One of the several public cases of cyber-bullying through this service was reported early January last year from a 14-year old teen from in the United Kingdom. The girl was sent harassing messages and was nearly bullied into doing harm against herself or into committing suicide.
Also, in August 2017, Sarahah had to handle some privacy concerns. According to The Intercept, the mobile messaging application collected and uploaded the phone numbers and email addresses of its users from those contacts in their smartphone. Tawfiq later said the feature should have been part of a scheduled “find your friends” option on Sarahah; he, however, added that the option has now been got rid of from its servers. Sarahah now claims it doesn’t save phone numbers or email addresses of its members.
What Led to Sarahah’s Removal from Google Play and iOS App Store?
The final development which sealed the fate of Sarahah mobile app was an online petition filed on the Change.org site.
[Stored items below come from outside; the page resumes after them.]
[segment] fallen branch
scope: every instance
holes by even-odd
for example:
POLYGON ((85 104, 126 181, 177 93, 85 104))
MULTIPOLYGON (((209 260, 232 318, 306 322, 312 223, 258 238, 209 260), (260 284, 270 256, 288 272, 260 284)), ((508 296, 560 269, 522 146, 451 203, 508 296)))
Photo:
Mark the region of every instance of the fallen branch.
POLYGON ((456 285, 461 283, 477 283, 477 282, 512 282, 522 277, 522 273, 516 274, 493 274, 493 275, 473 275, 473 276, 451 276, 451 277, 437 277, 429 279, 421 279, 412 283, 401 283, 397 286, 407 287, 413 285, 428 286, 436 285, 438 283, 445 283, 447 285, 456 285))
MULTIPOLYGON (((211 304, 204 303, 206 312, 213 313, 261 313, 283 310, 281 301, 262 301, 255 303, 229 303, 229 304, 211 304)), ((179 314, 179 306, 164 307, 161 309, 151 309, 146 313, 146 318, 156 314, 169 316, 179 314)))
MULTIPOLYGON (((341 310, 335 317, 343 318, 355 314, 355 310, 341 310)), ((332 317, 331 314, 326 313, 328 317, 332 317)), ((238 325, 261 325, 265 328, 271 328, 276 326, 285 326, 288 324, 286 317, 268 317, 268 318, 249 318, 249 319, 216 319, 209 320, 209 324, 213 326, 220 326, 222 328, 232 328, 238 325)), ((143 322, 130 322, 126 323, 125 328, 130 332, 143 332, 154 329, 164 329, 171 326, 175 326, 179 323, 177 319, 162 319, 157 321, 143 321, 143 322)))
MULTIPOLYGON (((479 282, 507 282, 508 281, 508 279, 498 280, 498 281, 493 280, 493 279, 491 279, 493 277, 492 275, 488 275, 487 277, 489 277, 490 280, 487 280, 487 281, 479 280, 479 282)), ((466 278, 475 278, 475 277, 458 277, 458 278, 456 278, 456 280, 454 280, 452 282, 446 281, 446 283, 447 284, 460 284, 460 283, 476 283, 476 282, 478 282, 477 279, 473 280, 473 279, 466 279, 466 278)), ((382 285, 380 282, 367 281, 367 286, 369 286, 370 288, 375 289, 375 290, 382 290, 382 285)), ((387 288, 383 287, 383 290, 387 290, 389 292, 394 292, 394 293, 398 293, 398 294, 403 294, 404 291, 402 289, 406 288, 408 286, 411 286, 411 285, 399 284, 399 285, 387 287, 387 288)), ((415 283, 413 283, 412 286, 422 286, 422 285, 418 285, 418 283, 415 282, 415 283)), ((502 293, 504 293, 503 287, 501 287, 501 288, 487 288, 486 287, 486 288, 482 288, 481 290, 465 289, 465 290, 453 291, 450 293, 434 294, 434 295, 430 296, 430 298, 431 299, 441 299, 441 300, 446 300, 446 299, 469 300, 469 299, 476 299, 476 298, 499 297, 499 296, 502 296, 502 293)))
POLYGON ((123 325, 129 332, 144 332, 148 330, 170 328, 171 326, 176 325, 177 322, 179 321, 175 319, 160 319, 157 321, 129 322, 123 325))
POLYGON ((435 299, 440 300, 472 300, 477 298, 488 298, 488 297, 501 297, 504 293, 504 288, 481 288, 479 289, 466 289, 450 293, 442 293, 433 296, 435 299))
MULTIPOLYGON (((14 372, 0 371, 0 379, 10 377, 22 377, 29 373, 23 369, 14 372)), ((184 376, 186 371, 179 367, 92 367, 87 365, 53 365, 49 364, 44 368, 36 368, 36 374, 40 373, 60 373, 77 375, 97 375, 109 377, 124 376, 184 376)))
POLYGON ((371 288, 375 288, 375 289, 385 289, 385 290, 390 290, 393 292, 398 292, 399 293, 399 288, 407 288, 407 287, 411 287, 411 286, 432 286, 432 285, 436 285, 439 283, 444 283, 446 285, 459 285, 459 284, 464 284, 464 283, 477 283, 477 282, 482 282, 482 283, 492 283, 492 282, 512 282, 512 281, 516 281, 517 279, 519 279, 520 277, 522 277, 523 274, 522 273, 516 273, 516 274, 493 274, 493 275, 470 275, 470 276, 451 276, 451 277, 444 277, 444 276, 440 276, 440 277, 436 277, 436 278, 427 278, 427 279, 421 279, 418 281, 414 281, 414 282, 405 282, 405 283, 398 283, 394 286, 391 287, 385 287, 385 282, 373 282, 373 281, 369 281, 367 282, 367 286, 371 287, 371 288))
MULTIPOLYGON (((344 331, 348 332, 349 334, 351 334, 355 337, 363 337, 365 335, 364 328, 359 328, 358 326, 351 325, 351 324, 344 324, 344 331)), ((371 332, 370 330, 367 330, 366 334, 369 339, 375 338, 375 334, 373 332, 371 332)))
It was initiated by Katrina Collins in January 2018, who is a mother from Australia that stated her daughter, 13, had got harassing texts via the embattled social media network. This petition on Change.org quickly gained traction and got more than 400,000 online “signatures,” and in February of the same year, the petition led to the removal of Sarahah from the App Store and the Play Store.
The Current Status of Sarahah
Though Sarahah app isn’t available any longer on Google Play or the App Store, it still works smoothly if you got the program before it was removed. More importantly, the Sarahah site still remains functional for people to register and make use of the platform.
What is your take on this Sarahah’s issue? We would like to hear from you.